De la compensation carbone à la contribution climatique

La compensation carbone : solution pour atteindre la neutralité carbone ?

Alors que de nombreuses organisations prennent des engagements de réduction de leur empreinte carbone, la notion de compensation carbone fait encore débat. La compensation carbone est un mécanisme par lequel une organisation peut compenser ses propres émissions de CO2eq en soutenant des projets de réduction d’émissions qui absorbent ou évitent le même montant d’émissions à un autre endroit de la planète. Cette action est réalisée par l’achat de crédits carbone : 1 crédit carbone correspond à 1 tonne de CO2 absorbée ou évitée par un projet.[1] Toutefois, les crédits carbone ne sont pas déductibles des objectifs de réduction des émissions de gaz à effet de serre, ni ne viennent effacer ou diminuer une empreinte carbone. Ce dispositif suppose offrir la « neutralité carbone » à des entreprises mais cela est loin d’être une réalité.

En effet, pour qu’un projet de compensation carbone soit efficace, il doit :

  • Être « additionnel », c’est-à-dire qu’il n’aurait pas pu voir le jour sans le financement de l’entreprise ;
  • Pouvoir mesurer la quantité de CO2 « évitée » ;
  • Réaliser la vérification de ces émissions évitées ou capturées ;
  • Garantir l’unicité des crédits carbones qu’il délivre (un crédit = 1 tonne de CO2 évitée)[2].

Toutefois, la compensation carbone n’a pas totalement fait preuve de son efficacité, ni de sa capacité à réduire les émissions de gaz à effet de serre de manière nette et durable. En effet, la compensation carbone, même si celle-ci est réalisée dans les meilleures conditions, n’incite pas les entreprises ou états à limiter les émissions liées à leurs activités (au contraire).

Fraude à la compensation carbone : une remise en question du modèle préalablement proposé

Ainsi, pour compenser leurs émissions de CO2, de nombreuses organisations achètent des crédits carbone. Certaines entreprises avaient ainsi acheté des crédits-carbone censés financer la protection de la forêt à Portel, dans l’Etat du Para (état du nord du Brésil, dans l’est de l’Amazonie). Parmi ces entreprises, Air France annonçait dans un communiqué de presse compenser « 100 % de ses émissions de carbone des vols domestiques », en achetant des crédits-carbone à six projets, dont celui de Portel-Para. Ce projet devait permettre « d’éviter » (ou plutôt d’absorber) l’émission de l’équivalent de 22 millions de tonnes de CO2.

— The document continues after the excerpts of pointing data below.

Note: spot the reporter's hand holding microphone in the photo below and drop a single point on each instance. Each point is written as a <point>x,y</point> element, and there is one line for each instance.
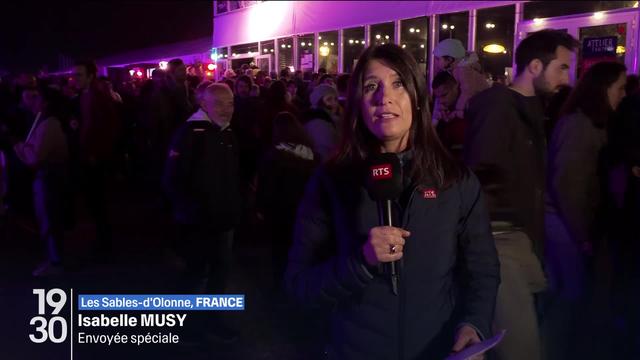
<point>385,244</point>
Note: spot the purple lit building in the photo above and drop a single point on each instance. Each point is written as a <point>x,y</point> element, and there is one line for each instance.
<point>308,35</point>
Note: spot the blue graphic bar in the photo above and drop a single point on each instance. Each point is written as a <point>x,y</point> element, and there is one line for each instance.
<point>161,302</point>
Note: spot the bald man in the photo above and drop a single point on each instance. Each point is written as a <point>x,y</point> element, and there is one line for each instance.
<point>201,179</point>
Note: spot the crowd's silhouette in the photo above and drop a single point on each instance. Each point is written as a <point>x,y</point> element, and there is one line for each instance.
<point>559,165</point>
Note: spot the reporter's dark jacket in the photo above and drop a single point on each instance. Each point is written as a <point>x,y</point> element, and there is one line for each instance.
<point>201,175</point>
<point>450,236</point>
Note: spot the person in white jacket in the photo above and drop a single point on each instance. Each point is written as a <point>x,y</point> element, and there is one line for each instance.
<point>45,151</point>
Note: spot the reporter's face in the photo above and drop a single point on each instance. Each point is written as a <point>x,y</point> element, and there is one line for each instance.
<point>386,105</point>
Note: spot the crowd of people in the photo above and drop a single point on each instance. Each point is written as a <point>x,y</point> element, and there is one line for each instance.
<point>533,183</point>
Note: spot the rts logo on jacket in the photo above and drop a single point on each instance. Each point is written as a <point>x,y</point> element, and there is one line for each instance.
<point>429,194</point>
<point>381,172</point>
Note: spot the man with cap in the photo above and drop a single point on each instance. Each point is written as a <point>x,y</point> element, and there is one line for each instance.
<point>322,120</point>
<point>450,55</point>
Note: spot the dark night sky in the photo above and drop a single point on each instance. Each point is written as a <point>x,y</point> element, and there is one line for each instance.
<point>32,34</point>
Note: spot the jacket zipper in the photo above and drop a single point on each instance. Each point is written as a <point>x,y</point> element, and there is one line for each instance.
<point>401,290</point>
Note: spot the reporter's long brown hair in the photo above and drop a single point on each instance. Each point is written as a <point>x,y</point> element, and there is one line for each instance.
<point>432,163</point>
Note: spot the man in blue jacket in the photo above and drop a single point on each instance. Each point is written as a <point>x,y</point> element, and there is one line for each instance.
<point>201,179</point>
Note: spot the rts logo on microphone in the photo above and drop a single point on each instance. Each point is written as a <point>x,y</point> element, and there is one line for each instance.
<point>381,172</point>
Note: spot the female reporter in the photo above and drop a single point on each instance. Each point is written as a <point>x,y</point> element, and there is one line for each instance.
<point>447,263</point>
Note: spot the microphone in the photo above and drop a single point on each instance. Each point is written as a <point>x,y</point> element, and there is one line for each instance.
<point>384,184</point>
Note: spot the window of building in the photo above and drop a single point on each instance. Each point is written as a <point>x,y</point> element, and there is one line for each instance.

La réalité fut totalement différente. En effet, les émissions des entreprises n’ont ni été compensées ni absorbées par le projet en question. Nilson Corrêa da Silva, 29 ans, secrétaire général du Syndicat des travailleurs ruraux de Portel, qui représente près de 5 000 personnes révèlent « Ceux qui achètent ces crédits pensent contribuer à la lutte contre le changement climatique. Mais ce n’est pas le cas : dans la pratique, ce projet n’existe pas. ».[3]

En septembre 2020, déjà, une étude publiée dans la revue scientifique Proceedings of the National Academy of Sciences avait remis en question l’effet sur la déforestation de douze projets REDD+ (dont le projet Portel-Para), en Amazonie brésilienne, entre 2008 et 2017. En effet, un auteur de cette étude souligne que « En comparant le taux de déforestation actuel à celui qui aurait eu lieu dans les mêmes zones en l’absence des programmes de compensation de carbone (…), nous avons trouvé qu’ils n’ont que très peu d’impact ». Les révélations ne s’arrêtent pas là, et la légalité du projet à Portel se trouve aussi questionnée. En effet, en juillet 2020, le ministère public de Para a engagé quatre procédures judiciaires contre huit entreprises qui gèrent les initiatives à Portel, pour « accaparement de terres publiques ».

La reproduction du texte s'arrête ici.